PA chairman Mahmoud Abbas immediately blamed Abu Ein’s death on Israeli soldiers who were trying to quell the violent mob, calling it an “intolerable barbaric act.”
Regardless, Israeli pathologists from the Abu Kabir Forensics Institute in Tel Aviv will join with Jordanian pathologists to investigate the cause of death, the IDF said in a statement. It is not clear where the autopsy will take place.
It is expected that Abu Ein’s body will be laid to rest on Thursday, the day after he died of what appears to have been a heart attack.
Gantz’s decision to send more troops to the region came following an assessment made during a meeting with senior security chiefs.

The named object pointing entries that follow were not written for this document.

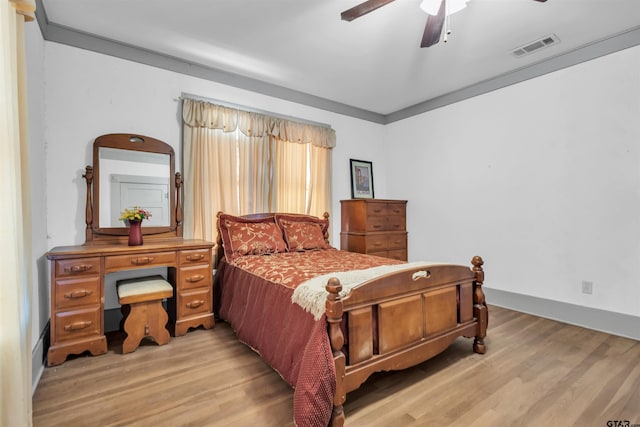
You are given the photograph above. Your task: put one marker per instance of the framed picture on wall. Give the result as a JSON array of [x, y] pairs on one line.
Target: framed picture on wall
[[361, 179]]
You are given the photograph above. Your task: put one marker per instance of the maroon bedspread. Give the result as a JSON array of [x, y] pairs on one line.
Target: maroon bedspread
[[287, 337]]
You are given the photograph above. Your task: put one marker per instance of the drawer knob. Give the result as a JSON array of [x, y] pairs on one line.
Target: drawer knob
[[79, 268], [142, 261], [78, 326], [81, 293], [422, 274], [195, 304]]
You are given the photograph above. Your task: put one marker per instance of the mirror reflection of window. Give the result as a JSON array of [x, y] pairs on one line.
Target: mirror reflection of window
[[133, 178]]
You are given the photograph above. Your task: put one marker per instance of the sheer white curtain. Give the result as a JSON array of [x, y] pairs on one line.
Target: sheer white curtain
[[15, 220], [244, 162]]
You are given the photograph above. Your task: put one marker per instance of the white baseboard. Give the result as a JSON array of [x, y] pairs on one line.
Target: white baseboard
[[623, 325]]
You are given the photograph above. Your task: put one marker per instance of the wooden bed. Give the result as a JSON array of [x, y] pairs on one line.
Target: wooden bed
[[390, 322]]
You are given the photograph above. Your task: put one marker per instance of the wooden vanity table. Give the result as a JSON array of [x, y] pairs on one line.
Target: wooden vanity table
[[77, 289], [78, 272]]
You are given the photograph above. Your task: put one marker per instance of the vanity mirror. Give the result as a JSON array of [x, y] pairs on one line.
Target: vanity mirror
[[132, 170]]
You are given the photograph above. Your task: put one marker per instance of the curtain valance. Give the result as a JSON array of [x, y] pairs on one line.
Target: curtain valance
[[206, 115]]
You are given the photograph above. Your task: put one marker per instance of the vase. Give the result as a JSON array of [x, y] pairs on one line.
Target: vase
[[135, 232]]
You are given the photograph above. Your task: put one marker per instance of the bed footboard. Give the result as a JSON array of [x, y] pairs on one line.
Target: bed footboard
[[400, 320]]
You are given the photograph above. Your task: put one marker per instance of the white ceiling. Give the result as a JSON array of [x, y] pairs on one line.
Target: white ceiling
[[374, 63]]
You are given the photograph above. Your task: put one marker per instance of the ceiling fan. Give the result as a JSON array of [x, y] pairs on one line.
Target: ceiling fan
[[435, 20]]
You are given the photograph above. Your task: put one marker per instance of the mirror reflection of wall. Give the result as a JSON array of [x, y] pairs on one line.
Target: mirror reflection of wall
[[133, 178]]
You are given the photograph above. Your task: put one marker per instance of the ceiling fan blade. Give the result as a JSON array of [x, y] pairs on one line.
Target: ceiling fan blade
[[433, 29], [363, 9]]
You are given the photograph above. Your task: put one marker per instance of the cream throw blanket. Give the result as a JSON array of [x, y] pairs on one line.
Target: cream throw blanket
[[311, 295]]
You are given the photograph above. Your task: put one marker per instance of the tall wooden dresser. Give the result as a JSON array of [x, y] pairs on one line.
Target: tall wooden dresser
[[375, 227]]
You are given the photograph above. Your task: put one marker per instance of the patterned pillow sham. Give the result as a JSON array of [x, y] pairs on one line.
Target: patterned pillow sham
[[242, 236], [303, 233]]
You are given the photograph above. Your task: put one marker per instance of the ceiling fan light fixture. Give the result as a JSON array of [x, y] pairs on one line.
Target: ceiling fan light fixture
[[432, 6]]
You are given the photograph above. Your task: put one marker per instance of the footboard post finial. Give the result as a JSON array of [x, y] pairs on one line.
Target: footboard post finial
[[334, 311], [480, 311]]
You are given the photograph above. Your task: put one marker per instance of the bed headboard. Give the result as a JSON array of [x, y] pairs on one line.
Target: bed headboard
[[219, 249]]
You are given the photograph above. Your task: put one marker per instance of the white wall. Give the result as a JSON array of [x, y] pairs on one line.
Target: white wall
[[34, 44], [541, 179], [89, 94]]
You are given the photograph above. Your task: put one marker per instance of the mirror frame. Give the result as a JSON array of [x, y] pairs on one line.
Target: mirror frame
[[133, 143]]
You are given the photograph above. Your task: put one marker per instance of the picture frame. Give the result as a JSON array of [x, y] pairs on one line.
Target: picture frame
[[361, 179]]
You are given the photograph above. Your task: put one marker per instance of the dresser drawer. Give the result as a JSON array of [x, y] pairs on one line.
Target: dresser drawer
[[396, 209], [77, 267], [121, 262], [77, 292], [196, 276], [198, 256], [376, 223], [376, 209], [397, 241], [399, 254], [395, 223], [77, 323], [376, 242], [193, 302]]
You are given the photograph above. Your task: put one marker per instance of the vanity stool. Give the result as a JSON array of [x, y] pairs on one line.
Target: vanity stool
[[144, 316]]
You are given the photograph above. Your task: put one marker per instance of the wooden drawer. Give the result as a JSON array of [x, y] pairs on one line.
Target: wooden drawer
[[376, 209], [77, 323], [154, 259], [77, 267], [194, 302], [376, 223], [399, 254], [77, 292], [198, 256], [385, 241], [397, 241], [397, 209], [196, 276], [395, 223], [376, 242]]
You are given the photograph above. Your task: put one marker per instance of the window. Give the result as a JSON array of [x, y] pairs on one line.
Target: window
[[242, 162]]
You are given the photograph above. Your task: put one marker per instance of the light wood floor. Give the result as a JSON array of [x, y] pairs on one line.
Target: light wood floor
[[536, 372]]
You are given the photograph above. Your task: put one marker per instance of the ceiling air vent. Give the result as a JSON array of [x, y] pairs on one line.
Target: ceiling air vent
[[535, 46]]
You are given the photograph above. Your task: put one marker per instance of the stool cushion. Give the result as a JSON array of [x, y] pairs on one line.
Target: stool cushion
[[143, 289]]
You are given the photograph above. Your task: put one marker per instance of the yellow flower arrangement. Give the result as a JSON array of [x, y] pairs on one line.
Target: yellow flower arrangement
[[135, 214]]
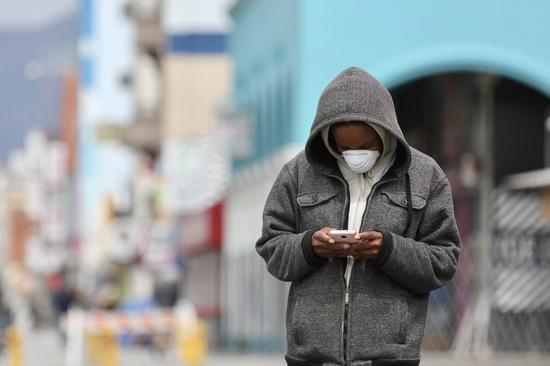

Arabs began rioting in Kalandia Wednesday evening, according to a military source. The PA village is situated between Ramallah and Jerusalem and is a flashpoint for violence. It has become one of the “hot spots” where Arab demonstrations often spiral out of control.
Jewish communities in Judea and Samaria immediately went to high alert following Abu Ein’s death; security teams beefed up patrols.
But the entire country is on a moderate alert status in any case, due to the ongoing Arab violence that has been maintained at a simmer by both Israeli Arab agitators and those in the Palestinian Authority since the inconclusive end to this summer’s counter terror Operation Protective Edge.
Daily attacks against Israelis on the roads, in the Jerusalem Light Rail and elsewhere around the country has kept tensions high between Arabs, Jews and other Israelis . Among those “others” are the Druze who serve in the nation’s security forces, and who have also lost members of their community in the lethal Arab violence aimed at Israelis.